Published: May 29, 2007

Ask anyone you know if they want a tax cut and they'll almost certainly say yes, and make it big.

Legislators heading into a special session on how to cut local taxes understand the public mood. What they don't seem to understand is the flip side of the issue, where passions also run high.

If taxes are cut, services must be cut too. Counties experiencing rapid growth are far behind in providing needed services such as new roads and transit, a drought-proof water supply, smaller classrooms, adequate jails and enough deputies.

Major budget cuts will put them farther behind, and sharply lower taxes on new homes will remind everyone that newcomers won't soon pay enough for all the services they demand today.

The public has already begun to associate new subdivisions with noticeably lower levels of service, but the sky-high taxes paid by the new houses have been a big consolation.

That's about to change.
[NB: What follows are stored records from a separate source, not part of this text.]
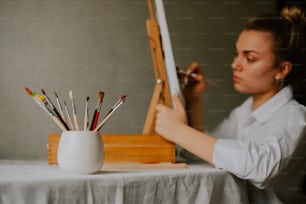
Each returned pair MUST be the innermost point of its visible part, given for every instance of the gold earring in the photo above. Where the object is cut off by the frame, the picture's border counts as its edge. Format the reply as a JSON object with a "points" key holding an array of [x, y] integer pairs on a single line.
{"points": [[279, 82]]}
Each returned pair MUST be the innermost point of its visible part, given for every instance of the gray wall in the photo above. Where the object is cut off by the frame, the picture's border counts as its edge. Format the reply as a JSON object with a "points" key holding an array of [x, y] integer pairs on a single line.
{"points": [[92, 45]]}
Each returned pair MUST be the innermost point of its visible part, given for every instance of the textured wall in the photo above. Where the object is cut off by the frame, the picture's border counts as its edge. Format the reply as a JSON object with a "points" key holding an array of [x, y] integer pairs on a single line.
{"points": [[92, 45]]}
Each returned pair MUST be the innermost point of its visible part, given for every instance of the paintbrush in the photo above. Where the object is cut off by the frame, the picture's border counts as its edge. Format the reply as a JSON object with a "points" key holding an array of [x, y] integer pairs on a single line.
{"points": [[74, 114], [68, 116], [186, 76], [51, 105], [45, 107], [53, 115], [60, 106], [111, 112], [96, 114], [86, 119]]}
Some of the plans lawmakers are considering would so sharply lower everyone's taxes that counties and cities would have no choice but to lay off some employees, perhaps close entire departments.

The fact is, for longtime homeowners protected by the Save Our Homes constitutional cap of 3 percent on annual increases in appraised value, property taxes are not unreasonably high. It's businesses, renters, part-time residents and new home buyers who are suffering an unfair hit.

But the Legislature isn't talking about fixing inequities. Lawmakers are talking about giving everyone a huge tax break.

There are many competing ideas, none of which has undergone rigorous examination. The best thing for lawmakers to do next month is to freeze taxes at last year's level to provide some temporary relief and give themselves more time to figure out the complicated constitutional issues that require voter approval.

Big tax cuts would give homeowners more money to spend and invest, which would help the economy, but that's as far as state lawmakers have taken the analysis. They're going to let local elected leaders worry about who buys the new school, new jail, new road and new library.

Cities and counties are not innocent bystanders in the approaching train wreck. By one estimate, local government spending will exceed increases in personal income by $4.8 billion next year. Tampa's revenue from property taxes increased 20 percent last year, yet only reluctantly did Tampa City Council cut a little.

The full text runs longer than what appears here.